Friday, November 20, 2009

EMPLOYERS NEED TO KNOW ABOUT THE DIFFERENT TYPES OF USCIS SITE VISITS.

At a November 19, 2009, program put on by the Department of Homeland Security, titled "2009 Government and Employers: Working Together to Ensure a Legal Workforce," Ronald Atkinson, Chief of Staff of USCIS' Fraud Detection and National Security (FDNS) office, explained the three types of site visits that are currently being conducted:

1. Risk Assessment Program fraud study. Applicable to any type of benefit program, including family and employment-based, this study is part of a joint program between USCIS and ICE. Applications and petitions are chosen at random, usually on a post-approval basis, for visits to help in designing profiles of potential fraud.

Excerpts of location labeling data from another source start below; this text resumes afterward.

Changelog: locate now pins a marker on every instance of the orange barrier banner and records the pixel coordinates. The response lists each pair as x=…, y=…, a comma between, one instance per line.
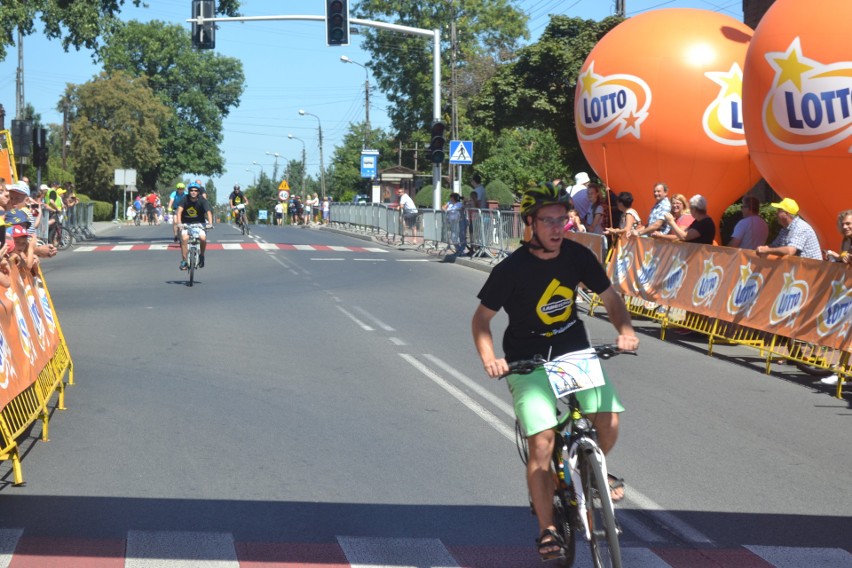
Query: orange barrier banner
x=808, y=300
x=592, y=241
x=28, y=333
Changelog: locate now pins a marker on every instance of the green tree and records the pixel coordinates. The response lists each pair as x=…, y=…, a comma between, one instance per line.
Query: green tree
x=78, y=24
x=200, y=86
x=115, y=124
x=402, y=64
x=522, y=157
x=536, y=90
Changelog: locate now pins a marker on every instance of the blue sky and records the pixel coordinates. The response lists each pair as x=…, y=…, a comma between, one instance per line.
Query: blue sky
x=287, y=67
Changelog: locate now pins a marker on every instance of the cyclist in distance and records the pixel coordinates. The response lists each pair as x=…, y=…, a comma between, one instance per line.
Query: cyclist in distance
x=193, y=209
x=174, y=200
x=536, y=285
x=236, y=198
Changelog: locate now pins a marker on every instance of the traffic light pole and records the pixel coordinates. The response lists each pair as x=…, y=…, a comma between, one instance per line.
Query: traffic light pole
x=408, y=30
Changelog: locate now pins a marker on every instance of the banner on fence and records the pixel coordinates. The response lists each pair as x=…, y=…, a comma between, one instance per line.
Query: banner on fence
x=796, y=297
x=29, y=333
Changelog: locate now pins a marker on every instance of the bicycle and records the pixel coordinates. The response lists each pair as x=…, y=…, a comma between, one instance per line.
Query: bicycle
x=63, y=237
x=241, y=218
x=582, y=501
x=193, y=251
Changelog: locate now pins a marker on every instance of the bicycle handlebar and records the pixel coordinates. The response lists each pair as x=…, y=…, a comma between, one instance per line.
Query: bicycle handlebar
x=527, y=366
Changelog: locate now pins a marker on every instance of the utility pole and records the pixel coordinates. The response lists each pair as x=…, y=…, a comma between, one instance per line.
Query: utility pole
x=64, y=131
x=19, y=79
x=455, y=172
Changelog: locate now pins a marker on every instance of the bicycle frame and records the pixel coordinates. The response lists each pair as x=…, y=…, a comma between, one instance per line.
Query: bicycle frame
x=582, y=500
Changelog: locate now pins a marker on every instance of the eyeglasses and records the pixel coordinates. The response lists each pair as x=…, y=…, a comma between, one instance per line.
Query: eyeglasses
x=553, y=221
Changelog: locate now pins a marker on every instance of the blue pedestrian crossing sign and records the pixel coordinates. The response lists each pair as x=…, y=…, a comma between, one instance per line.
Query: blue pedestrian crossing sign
x=461, y=152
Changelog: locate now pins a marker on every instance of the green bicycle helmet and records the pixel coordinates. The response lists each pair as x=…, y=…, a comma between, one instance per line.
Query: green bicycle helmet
x=540, y=196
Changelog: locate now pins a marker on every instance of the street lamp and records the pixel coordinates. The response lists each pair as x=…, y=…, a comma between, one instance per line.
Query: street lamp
x=276, y=155
x=322, y=165
x=345, y=59
x=291, y=137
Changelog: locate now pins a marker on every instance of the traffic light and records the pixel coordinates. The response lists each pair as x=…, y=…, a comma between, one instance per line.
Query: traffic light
x=40, y=148
x=337, y=22
x=22, y=137
x=436, y=148
x=204, y=35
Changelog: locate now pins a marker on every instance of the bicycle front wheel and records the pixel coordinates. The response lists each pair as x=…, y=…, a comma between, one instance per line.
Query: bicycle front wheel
x=65, y=238
x=193, y=260
x=606, y=550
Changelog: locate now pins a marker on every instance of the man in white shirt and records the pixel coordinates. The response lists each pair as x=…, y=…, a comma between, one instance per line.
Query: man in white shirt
x=751, y=231
x=579, y=194
x=477, y=196
x=408, y=210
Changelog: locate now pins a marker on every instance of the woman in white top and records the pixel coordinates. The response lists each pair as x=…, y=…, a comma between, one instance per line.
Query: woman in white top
x=629, y=217
x=594, y=220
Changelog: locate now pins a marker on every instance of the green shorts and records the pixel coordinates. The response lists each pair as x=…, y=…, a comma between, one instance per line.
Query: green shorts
x=535, y=403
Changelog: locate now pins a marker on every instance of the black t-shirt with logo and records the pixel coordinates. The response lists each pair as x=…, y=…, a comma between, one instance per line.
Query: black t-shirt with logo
x=194, y=211
x=538, y=296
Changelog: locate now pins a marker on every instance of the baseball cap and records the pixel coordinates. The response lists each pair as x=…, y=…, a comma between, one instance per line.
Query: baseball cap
x=20, y=187
x=788, y=205
x=16, y=217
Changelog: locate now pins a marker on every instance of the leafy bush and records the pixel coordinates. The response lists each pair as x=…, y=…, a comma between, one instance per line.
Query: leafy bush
x=103, y=211
x=499, y=191
x=734, y=213
x=424, y=196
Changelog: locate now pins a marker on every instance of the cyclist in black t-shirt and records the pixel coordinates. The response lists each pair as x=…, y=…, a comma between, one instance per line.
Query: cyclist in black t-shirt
x=193, y=209
x=536, y=286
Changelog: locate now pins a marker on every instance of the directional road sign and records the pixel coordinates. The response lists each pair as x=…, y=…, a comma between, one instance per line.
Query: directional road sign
x=461, y=152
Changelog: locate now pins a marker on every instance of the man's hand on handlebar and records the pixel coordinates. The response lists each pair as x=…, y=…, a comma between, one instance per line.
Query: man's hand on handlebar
x=627, y=342
x=496, y=368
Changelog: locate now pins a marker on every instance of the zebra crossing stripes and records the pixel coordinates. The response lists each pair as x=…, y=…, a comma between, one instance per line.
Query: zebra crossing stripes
x=176, y=549
x=228, y=246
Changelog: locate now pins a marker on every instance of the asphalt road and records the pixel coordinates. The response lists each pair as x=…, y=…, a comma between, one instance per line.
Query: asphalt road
x=330, y=387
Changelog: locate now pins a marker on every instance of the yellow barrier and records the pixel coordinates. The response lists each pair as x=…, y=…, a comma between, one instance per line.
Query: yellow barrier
x=35, y=362
x=770, y=345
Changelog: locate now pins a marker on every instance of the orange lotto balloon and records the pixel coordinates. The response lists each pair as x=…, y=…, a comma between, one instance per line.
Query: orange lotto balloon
x=797, y=96
x=659, y=99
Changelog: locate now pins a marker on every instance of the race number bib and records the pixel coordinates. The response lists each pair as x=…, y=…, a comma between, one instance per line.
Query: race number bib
x=575, y=371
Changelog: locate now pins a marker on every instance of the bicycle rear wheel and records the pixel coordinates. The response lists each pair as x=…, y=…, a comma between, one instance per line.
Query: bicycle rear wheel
x=65, y=238
x=193, y=260
x=606, y=550
x=563, y=513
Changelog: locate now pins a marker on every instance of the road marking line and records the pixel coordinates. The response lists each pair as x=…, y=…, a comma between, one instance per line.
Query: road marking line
x=379, y=322
x=474, y=386
x=180, y=550
x=481, y=411
x=361, y=324
x=789, y=557
x=371, y=552
x=8, y=541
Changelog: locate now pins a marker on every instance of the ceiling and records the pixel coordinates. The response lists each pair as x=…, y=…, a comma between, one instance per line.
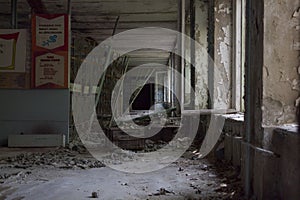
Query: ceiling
x=97, y=18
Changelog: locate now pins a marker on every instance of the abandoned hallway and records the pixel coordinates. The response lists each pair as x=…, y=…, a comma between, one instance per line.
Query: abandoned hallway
x=149, y=99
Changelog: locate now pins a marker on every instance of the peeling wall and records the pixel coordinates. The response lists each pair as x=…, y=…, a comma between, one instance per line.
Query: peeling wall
x=201, y=72
x=223, y=54
x=281, y=61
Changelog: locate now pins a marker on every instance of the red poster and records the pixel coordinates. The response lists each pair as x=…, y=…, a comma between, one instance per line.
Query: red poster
x=50, y=46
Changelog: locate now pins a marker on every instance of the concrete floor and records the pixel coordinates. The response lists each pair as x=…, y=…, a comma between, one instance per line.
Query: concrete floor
x=187, y=178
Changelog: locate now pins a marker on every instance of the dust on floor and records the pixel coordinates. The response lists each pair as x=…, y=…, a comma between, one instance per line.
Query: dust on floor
x=74, y=174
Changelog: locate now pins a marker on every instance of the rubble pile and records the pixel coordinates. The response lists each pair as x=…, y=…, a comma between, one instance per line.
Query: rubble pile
x=60, y=158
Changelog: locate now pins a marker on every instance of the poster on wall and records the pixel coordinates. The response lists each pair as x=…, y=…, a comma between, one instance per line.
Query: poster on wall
x=50, y=51
x=12, y=50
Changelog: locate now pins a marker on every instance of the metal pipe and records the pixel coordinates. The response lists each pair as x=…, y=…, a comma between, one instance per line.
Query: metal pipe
x=249, y=103
x=193, y=63
x=211, y=53
x=14, y=14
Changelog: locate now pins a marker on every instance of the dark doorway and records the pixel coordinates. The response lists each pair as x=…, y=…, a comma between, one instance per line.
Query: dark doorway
x=145, y=98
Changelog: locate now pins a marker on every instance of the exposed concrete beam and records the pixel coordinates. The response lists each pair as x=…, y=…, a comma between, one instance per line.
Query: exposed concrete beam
x=121, y=25
x=133, y=17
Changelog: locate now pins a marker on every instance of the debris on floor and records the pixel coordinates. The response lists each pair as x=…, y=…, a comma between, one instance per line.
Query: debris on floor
x=187, y=178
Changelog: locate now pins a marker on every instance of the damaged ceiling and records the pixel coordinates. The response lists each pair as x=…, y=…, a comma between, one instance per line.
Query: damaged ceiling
x=96, y=20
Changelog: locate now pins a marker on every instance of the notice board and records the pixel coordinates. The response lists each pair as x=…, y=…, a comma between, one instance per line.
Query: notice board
x=50, y=51
x=13, y=59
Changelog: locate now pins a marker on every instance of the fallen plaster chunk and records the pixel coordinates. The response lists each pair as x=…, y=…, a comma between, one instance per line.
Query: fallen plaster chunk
x=296, y=13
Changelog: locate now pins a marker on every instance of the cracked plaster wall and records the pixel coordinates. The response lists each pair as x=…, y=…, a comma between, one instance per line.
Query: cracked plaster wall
x=223, y=54
x=281, y=61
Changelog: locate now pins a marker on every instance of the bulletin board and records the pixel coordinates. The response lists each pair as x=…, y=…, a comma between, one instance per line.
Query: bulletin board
x=50, y=51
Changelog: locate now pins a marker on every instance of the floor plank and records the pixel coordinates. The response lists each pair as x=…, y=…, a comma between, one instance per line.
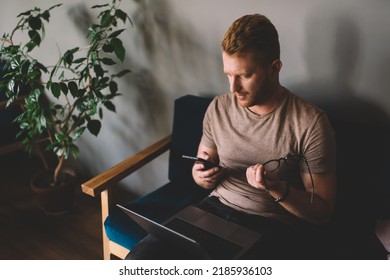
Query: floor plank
x=27, y=233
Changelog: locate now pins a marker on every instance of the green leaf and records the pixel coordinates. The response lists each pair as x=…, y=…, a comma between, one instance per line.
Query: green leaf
x=118, y=49
x=106, y=19
x=94, y=127
x=74, y=150
x=122, y=73
x=115, y=33
x=108, y=48
x=73, y=88
x=98, y=70
x=113, y=87
x=121, y=14
x=56, y=89
x=35, y=37
x=78, y=132
x=64, y=88
x=108, y=61
x=99, y=6
x=110, y=106
x=35, y=23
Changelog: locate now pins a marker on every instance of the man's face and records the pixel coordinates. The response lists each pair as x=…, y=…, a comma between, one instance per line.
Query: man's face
x=251, y=82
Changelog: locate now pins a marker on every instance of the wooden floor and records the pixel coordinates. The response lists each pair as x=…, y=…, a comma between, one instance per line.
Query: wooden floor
x=26, y=233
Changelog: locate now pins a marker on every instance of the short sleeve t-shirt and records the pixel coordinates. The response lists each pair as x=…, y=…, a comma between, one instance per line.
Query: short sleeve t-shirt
x=243, y=138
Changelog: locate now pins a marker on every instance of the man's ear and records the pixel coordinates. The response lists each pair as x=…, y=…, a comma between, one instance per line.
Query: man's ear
x=276, y=66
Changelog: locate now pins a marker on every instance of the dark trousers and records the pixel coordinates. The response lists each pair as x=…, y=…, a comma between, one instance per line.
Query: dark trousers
x=279, y=241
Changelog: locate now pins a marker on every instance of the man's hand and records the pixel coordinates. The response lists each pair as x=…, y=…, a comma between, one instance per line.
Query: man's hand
x=258, y=178
x=255, y=176
x=206, y=178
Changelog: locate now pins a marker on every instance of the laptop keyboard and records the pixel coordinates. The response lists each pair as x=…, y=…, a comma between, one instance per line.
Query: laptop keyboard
x=216, y=246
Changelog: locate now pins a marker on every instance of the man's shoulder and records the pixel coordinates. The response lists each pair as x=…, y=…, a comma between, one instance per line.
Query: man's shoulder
x=299, y=104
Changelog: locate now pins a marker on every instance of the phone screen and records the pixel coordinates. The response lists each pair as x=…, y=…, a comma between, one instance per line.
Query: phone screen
x=207, y=164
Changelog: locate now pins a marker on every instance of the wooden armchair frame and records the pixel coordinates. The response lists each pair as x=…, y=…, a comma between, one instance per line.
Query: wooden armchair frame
x=104, y=185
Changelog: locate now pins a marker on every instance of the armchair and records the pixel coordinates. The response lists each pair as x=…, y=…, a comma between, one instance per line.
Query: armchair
x=120, y=233
x=351, y=233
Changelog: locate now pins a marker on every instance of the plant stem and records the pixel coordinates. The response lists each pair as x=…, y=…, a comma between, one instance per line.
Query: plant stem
x=58, y=168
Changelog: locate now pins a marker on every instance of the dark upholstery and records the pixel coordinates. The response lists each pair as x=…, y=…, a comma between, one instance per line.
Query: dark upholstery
x=363, y=153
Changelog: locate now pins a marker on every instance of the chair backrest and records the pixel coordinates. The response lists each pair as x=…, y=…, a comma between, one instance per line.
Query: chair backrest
x=188, y=116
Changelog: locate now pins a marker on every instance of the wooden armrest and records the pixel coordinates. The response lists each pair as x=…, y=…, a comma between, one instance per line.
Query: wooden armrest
x=123, y=169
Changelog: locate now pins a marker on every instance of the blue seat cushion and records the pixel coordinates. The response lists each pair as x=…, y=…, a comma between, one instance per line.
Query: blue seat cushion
x=158, y=205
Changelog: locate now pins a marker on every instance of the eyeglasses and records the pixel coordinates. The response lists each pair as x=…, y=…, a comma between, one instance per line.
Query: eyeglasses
x=291, y=161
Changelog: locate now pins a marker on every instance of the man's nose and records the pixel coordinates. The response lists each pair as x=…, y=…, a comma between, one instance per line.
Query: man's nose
x=235, y=85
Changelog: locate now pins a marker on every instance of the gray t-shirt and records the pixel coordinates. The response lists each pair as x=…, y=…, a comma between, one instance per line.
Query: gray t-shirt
x=243, y=138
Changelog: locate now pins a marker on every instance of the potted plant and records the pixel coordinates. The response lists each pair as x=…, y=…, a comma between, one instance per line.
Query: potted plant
x=64, y=100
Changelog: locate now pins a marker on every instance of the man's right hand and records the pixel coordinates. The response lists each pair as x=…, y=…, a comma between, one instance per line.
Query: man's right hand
x=207, y=178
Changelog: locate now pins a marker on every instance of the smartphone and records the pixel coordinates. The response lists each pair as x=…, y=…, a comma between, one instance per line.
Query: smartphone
x=207, y=164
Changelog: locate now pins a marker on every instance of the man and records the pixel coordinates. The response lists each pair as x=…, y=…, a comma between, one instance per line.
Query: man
x=276, y=153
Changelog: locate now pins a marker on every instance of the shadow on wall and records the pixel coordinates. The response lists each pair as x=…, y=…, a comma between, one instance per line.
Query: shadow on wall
x=361, y=126
x=331, y=74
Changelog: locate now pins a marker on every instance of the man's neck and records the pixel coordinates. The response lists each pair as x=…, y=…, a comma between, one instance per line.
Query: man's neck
x=270, y=104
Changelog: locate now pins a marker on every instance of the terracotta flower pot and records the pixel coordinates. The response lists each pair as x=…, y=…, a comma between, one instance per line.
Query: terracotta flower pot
x=58, y=199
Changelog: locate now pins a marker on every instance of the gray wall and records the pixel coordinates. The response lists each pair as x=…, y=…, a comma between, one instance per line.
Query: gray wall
x=335, y=53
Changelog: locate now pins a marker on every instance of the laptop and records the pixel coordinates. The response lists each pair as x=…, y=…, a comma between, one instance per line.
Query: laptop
x=197, y=231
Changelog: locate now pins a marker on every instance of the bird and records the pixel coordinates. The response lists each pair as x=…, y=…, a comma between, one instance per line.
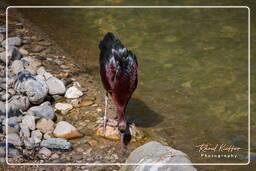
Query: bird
x=119, y=75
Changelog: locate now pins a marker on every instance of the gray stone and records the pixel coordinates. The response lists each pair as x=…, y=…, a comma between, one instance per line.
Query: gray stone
x=31, y=64
x=45, y=152
x=56, y=143
x=28, y=144
x=4, y=96
x=43, y=111
x=12, y=41
x=23, y=51
x=12, y=54
x=17, y=104
x=45, y=125
x=63, y=107
x=55, y=86
x=24, y=130
x=17, y=66
x=36, y=137
x=29, y=121
x=12, y=151
x=34, y=88
x=154, y=152
x=73, y=92
x=14, y=139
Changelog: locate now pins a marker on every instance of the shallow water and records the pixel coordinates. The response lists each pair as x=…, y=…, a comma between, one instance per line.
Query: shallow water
x=193, y=68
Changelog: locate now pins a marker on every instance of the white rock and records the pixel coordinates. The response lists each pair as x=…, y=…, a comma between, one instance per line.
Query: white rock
x=65, y=130
x=45, y=152
x=12, y=41
x=63, y=107
x=24, y=131
x=55, y=86
x=36, y=136
x=29, y=121
x=17, y=66
x=73, y=92
x=23, y=51
x=45, y=125
x=14, y=139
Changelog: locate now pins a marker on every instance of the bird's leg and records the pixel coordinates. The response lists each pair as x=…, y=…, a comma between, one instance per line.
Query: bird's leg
x=105, y=114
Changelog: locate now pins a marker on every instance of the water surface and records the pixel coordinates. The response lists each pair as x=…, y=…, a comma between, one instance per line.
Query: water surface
x=193, y=68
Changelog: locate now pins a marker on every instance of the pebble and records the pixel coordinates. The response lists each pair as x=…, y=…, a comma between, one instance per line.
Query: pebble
x=54, y=156
x=16, y=104
x=43, y=111
x=86, y=103
x=12, y=41
x=73, y=92
x=47, y=135
x=93, y=143
x=36, y=136
x=63, y=107
x=24, y=131
x=45, y=152
x=29, y=121
x=45, y=125
x=65, y=130
x=55, y=86
x=17, y=66
x=75, y=102
x=62, y=75
x=14, y=139
x=12, y=54
x=23, y=51
x=56, y=143
x=34, y=88
x=37, y=49
x=12, y=151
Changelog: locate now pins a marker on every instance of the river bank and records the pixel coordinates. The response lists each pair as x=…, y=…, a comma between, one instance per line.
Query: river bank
x=55, y=109
x=81, y=110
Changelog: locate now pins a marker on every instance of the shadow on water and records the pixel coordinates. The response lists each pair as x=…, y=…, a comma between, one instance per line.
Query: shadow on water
x=140, y=114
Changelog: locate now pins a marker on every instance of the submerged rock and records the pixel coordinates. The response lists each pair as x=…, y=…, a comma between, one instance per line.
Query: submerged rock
x=37, y=49
x=43, y=111
x=57, y=144
x=154, y=152
x=34, y=88
x=66, y=130
x=12, y=41
x=73, y=92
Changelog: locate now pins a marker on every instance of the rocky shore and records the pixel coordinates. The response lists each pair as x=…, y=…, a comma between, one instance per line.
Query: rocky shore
x=55, y=109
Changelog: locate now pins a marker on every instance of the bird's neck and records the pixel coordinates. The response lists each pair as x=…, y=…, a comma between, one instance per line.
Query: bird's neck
x=121, y=113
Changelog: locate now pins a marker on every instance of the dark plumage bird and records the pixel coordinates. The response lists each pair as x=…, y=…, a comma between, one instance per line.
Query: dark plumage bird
x=118, y=70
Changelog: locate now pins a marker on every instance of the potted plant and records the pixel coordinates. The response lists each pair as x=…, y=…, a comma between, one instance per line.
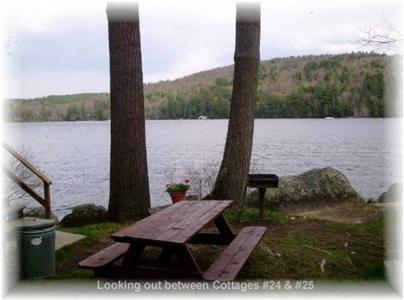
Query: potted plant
x=178, y=191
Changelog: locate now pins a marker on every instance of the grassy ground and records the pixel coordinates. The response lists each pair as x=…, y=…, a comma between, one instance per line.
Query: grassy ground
x=295, y=247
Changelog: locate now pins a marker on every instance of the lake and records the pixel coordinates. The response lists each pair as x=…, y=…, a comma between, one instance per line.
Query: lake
x=75, y=155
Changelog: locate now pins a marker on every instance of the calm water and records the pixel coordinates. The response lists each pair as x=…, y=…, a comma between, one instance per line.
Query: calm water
x=75, y=155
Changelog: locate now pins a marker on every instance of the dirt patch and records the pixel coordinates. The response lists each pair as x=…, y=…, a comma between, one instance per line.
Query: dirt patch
x=348, y=213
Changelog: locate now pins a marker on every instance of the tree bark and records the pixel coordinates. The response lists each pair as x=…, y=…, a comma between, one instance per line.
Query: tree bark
x=232, y=178
x=129, y=197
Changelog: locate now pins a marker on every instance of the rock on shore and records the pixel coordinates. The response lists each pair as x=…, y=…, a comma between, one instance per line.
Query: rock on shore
x=392, y=194
x=313, y=189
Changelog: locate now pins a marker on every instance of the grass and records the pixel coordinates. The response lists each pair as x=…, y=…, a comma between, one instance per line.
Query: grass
x=293, y=248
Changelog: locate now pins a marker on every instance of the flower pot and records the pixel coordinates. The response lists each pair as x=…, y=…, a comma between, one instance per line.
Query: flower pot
x=178, y=196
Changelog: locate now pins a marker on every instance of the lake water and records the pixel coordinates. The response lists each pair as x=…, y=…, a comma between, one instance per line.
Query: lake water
x=75, y=155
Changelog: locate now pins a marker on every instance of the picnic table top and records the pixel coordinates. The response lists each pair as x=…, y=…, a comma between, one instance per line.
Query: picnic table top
x=175, y=224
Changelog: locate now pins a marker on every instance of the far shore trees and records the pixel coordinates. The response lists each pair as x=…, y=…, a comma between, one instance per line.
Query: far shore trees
x=232, y=178
x=129, y=197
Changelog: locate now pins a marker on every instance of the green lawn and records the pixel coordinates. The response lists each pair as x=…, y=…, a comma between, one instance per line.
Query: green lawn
x=293, y=248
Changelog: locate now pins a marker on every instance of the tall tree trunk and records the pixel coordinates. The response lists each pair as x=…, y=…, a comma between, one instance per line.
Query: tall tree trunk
x=232, y=178
x=129, y=197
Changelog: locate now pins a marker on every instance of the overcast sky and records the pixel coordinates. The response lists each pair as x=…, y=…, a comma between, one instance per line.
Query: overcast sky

2. Targeted site visits. These visits take place where fraud is suspected, and consist of a visit to ask questions. Advance notice, including notice to counsel, is supposed to be provided.

3. Administrative site visits. These relate to religious worker and H-1B petitions. They generally are conducted by contractors who know nothing of immigration law. Religious worker visits are performed under the regulations for that category. For H-1B site visits, the contractors have been equipped with a set of specific questions, and all employers/beneficiaries should be asked pretty much the same questions, primarily reaching the issues of whether there's really an employer there, whether the employer knows it filed the petition, and whether the beneficiary is doing the work and receiving the wage indicated on the petition. H-1B visits are done on a post-adjudication basis, and are randomly selected. Each employer should receive only one such visit, but may receive different visits for different sites.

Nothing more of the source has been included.